University researchers recently published a study analyzing the material properties of alginate graphene oxide, which could lead to new developments in both cancer research and 3D printing technology for human organ printing.
The team aims to simulate the environment in which tumors grow and use that simulation to predict the response of human cells to tumor growth.“There’s (an) ongoing hypothesis that if you make (a cell) matrix that’s disregulated and stiffer … (it may) also support more aggressive tumor cells,” said Ian Wong, assistant professor of molecular pharmacology, physiology, biotechnology and engineering, who oversaw the study.
The adjustable stiffness of alginate GO allows researchers to examine how changes in stiffness affect cell behavior, he added. In addition, the discovery of alginate GO’s properties could potentially be used to develop cancer immunotherapies, improve drug delivery and aid in tissue engineering.
The study found that by adding a certain amount of GO to alginate gel, a jello-like substrate, a firmer gel is produced; this new gel can be used in ways distinct from the uses of pure alginate gel. Thomas Valentin GS , the principal investigator of the study, described the experimental process. First, the team tested if the mixture could behave like a liquid, a property which is ideal for particular kinds of 3D printing. Second, the researchers evaluated the mixture’s ability to withstand various pressure and stress tests.
The team found that the alginate GO mixture is stronger and stiffer than just alginate, all while behaving in the liquid-like manner required of biomaterials used for 3D printing. Valentin worked closely with co-investigators Alex Landauer ScM ’16 GS, Luke Morales ’18 and other researchers based at the School of Engineering, University of Wisconsin and the National University of Singapore.
The researchers chose GO to add to the alginate because they knew it was “a material several orders of magnitude stiffer than alginate,” Valentin said. GO is unique because it is comprised of a sheet of “atomically thin carbon,” making it one of the strongest materials in the world.
The findings of this study build on Valentin’s previous work, which demonstrated that it was possible to 3D print using alginate through a process called stereolithography, whereby a laser beam passes over a vat of liquid and transforms selected liquid molecules into a solid shape.
Using the combination of stereolithography and alginate GO, scientists can now 3D print human organs with internal channels that mimic blood vessels in human tissues, a feat not previously possible using alginate alone because alginate is “too soft … and hard to handle,” Wong said.
3D-printed organ cells typically suffer from a short lifespan due to a lack of nutrient delivery to the center of the organ and its cells, which can lead to potential cell and organ death.

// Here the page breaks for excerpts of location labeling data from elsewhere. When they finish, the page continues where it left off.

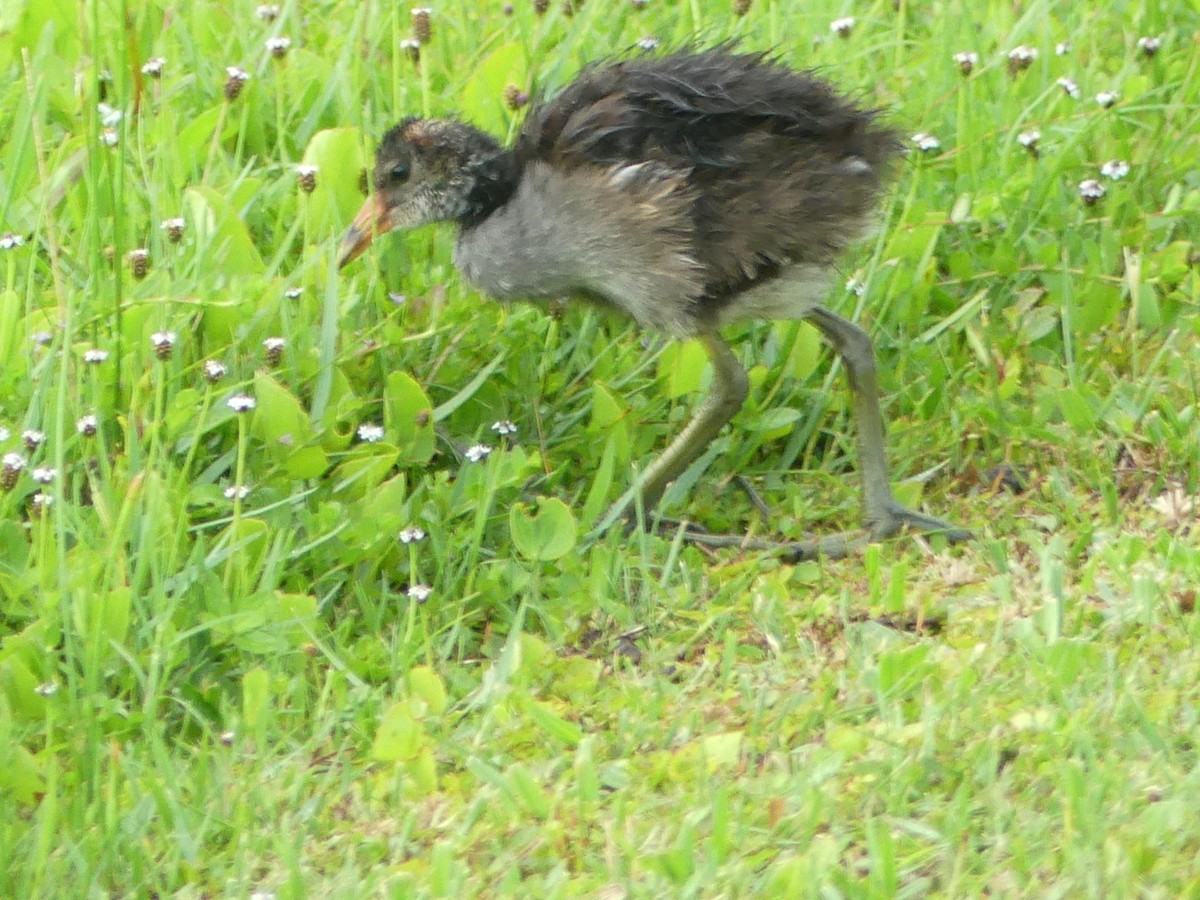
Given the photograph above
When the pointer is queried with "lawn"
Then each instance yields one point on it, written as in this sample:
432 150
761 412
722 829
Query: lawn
299 594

Now that this new 3D printing technology allows for the printing of blood vessels throughout the organ, nutrient delivery to the centermost cells of the organ is possible, which increases the organ’s shelf life, Valentin said. These innovations will allow researchers to 3D print vascular (blood vessel) systems.
Moving forward, the next step for researchers will be to further optimize the material for other properties, which in turn could lead to additional applications. Two properties that are most exciting to researchers are oil repellency and anti-fouling behavior. “If we optimize these, we could have many applications for marine anti-fouling, (such as) sensors that can take readings during an oil spill,” Valentin said. One day, the oil repelling abilities of alginate GO could be used to prevent fouling by oils and corrosion by seawater, he added.
Although GO is commonly added to various compounds, including certain types of plastics, this is the first time it has been used in biomaterials for 3D printing, said Robert Hurt, professor of engineering and founding director of the University’s Institute for Molecular and Nanoscale Innovation, whose research concerns environmental and biological safety testing of new materials. “The use of (GO) for 3D printing is a very specific application. You could easily take this further. It’s not expensive or difficult,” he said.
Correction: An earlier version of this article stated that “scientists can now 3D print human organs with blood vessels.” In fact, scientists can now 3D print biomaterials with internal channels that mimic blood vessels in human tissues. Therefore, the headline “Researchers improve 3D printed biomaterials” is more accurate. The article also mistitled Ian Wong as associate professor of molecular pharmacology, physiology, biotechnology and engineering. In fact, he is assistant professor of molecular pharmacology, physiology, biotechnology and engineering. The Herald regrets the errors.